All moments are irrevocable. All choices irrevocable are irrevocable. The transition from man to woman is irrevocable. Similarly, the decision not to. Putting off making the transition decision – pausing for self-exploration and self-development, or hiding in passivity or stopping once you’ve started because a once-in-a-lifetime chance to be a blockbuster movie arose – these are all decisions that cannot be unmade. They can only be re-approached under the different future circumstances the original decision has wrought. Even your decision to read this article is in itself an irreversible step towards something. You get to choose that something if you take action and commit to it.

TIME ONLY MOVES AWAY FROM YOU

You, right now, are living forwards in time but always looking backwards. Even your attempts to see forwards or predict the future are just imaginings based on things you remember – facts, mental models, role models, personal experiences, anecdotes you’ve heard, articles you’ve read. And still, I am not instructing you to answer the MTF transition question now. I am asking you to start taking your limited time and your permanent values seriously – thus your priorities, thus the scope of permissible options for a decision. You do not have the time to delay this work. Your days are numbered and the number is small. Welcome the time pressure for the dread of oblivion gives things meaning and context. Death is your reference point for each moment that you live. Use your unique perspective to blaze the path that leads you on a fulfilling journey on your way to the final destination that we all share alike. Through struggle and effort, win your soul from the unexplored and scary corners of yourself. There are peace and answers within.

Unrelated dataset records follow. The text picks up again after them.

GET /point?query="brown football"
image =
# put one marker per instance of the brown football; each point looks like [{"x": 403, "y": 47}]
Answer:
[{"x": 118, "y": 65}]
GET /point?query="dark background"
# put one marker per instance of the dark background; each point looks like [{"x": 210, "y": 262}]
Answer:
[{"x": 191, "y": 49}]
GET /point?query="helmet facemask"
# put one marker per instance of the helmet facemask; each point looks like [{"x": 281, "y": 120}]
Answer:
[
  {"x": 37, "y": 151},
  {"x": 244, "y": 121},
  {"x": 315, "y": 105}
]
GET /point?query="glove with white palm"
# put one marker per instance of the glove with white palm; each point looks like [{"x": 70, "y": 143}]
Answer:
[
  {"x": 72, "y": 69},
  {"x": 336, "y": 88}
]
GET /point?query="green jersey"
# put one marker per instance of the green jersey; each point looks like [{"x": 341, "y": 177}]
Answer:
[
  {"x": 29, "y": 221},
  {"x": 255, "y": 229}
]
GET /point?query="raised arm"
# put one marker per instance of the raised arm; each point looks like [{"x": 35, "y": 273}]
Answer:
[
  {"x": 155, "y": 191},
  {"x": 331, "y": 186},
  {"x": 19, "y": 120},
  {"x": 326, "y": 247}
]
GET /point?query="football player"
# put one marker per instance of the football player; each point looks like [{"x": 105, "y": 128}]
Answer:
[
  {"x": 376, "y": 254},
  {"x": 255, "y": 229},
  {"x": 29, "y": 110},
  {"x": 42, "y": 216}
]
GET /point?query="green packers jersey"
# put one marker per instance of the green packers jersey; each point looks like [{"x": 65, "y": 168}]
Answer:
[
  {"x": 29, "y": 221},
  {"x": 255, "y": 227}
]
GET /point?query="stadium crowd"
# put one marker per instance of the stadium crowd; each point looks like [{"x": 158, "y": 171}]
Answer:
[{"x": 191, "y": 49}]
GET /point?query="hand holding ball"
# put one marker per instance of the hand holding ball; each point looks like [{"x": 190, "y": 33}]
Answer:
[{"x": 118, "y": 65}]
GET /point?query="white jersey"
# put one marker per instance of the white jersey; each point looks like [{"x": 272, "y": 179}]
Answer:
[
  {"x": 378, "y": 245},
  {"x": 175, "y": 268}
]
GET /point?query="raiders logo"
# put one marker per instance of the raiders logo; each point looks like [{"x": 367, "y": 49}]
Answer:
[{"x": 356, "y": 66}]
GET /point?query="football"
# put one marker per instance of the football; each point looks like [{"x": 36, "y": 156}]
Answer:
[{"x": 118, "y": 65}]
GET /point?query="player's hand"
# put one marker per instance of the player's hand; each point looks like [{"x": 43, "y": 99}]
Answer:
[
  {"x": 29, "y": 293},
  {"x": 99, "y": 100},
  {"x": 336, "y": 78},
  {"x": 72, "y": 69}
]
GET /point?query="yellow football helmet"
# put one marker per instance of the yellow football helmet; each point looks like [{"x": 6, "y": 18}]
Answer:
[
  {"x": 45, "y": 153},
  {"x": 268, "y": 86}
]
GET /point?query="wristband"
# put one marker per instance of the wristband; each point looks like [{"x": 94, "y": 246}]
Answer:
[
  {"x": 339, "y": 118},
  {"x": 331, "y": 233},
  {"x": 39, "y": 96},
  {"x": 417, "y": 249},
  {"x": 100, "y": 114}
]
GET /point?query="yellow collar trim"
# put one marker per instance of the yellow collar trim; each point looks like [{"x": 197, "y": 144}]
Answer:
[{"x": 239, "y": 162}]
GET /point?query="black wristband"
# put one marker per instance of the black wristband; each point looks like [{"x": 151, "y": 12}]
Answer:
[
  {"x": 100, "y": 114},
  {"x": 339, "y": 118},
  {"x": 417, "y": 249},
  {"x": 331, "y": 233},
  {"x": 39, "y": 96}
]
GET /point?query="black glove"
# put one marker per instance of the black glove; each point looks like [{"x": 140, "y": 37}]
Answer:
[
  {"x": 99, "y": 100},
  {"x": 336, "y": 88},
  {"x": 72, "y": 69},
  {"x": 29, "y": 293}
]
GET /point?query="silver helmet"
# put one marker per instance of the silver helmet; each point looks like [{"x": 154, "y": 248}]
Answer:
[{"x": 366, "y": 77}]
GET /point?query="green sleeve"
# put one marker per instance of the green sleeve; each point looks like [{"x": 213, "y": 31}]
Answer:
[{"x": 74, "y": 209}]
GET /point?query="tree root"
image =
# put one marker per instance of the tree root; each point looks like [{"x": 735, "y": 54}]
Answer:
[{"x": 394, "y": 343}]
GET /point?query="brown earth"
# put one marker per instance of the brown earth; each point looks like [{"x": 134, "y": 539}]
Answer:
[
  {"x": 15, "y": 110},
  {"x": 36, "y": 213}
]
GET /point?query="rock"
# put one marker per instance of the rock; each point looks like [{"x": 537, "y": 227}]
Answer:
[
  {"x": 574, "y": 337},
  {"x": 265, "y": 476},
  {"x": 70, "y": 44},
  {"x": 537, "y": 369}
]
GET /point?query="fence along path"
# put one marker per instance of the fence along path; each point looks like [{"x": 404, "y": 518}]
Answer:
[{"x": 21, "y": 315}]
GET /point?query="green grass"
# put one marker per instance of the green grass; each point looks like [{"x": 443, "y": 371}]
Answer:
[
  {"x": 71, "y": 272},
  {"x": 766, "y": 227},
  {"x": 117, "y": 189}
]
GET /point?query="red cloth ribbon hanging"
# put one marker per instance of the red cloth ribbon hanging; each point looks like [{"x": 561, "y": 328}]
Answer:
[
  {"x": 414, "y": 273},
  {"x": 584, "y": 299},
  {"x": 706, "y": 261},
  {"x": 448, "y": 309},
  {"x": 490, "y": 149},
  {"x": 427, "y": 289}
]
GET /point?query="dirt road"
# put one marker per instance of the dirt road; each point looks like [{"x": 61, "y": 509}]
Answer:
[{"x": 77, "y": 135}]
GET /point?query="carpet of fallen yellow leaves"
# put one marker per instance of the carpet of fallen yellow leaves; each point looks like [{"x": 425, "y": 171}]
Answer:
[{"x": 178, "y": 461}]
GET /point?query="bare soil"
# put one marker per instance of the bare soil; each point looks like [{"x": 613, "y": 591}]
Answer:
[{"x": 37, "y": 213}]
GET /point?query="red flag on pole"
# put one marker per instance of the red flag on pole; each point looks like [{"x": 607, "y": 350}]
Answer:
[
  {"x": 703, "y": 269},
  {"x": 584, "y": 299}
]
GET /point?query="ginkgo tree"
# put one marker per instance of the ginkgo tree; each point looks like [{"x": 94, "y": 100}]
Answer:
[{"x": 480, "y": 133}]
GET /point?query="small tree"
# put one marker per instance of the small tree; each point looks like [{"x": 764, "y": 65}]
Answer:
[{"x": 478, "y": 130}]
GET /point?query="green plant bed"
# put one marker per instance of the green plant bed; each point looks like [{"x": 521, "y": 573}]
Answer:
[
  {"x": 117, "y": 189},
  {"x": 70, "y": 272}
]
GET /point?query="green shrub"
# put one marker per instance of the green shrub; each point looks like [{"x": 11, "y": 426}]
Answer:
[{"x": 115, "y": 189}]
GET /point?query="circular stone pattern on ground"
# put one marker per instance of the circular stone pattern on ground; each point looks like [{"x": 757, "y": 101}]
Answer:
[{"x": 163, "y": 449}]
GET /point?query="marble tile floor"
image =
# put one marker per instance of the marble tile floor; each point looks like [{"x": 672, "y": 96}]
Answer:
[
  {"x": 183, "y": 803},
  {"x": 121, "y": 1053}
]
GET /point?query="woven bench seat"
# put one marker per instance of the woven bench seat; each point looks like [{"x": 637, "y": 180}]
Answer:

If you grasp this, grasp why you don’t have the time to waste energy on passivity. You must find your own way – the way that belongs only to you as a unique and never-to-be-repeated incarnation of a body and a consciousness. This journey will be rewarding and it should be utterly exhausting. For if you are alive, you have resources to exhaust. And there is nothing more worthwhile to expand yourself upon. Use yourself up. All of yourself. Right to the end. There is nothing to save yourself for.

STILL WAITING TO CHOOSE

Act with purpose and dedication. Do not let potential pass you by. If you’re still stuck waiting to make the choice to transition, stop it. Stop “waiting”. Do something useful with those precious few moments between now and when you decide to make the decision.

How much time do you really have left to take the transition question seriously? if you make it a vital priority (remember that the word “vital” comes from the Latin “for life”) you have as much time as you need to make the decision. If you leave it in the “important but not urgent” category, you will never have enough time and you always regret not taking it seriously.

If your answer to the question of “Should I transition?” is an honest “no”, this is okay. If it is a dishonest or fearful “no”, then that’s a sign that you have a soul to sort out – your own! What’s more, you have very little time left to do it in.

What are you waiting for? Me? I waited and then felt my youth fading. That sharpened me up. When I’d just turned 38, I had a brush with death (a story for later). But as I lay there sleepless and sedated in an empty Vietnamese hospital, I finally understood that there were parts of myself that were permanent and that these parts deserved to be accepted and respected. The fact that I was trans was one of these things. That night in the hospital is when my egg began cracking.

I understood it was time to take myself seriously for myself could be taken from me at any moment. If I did not do this, I understood that things would continue as they had been going: self-repression in every moment I’d live. And that was not good enough for me. And it is not good enough for you.

When it comes to the choice of whether to transition or not, it really is as simple as: Consider – Choose – Commit – Commence. And the time to do that is now.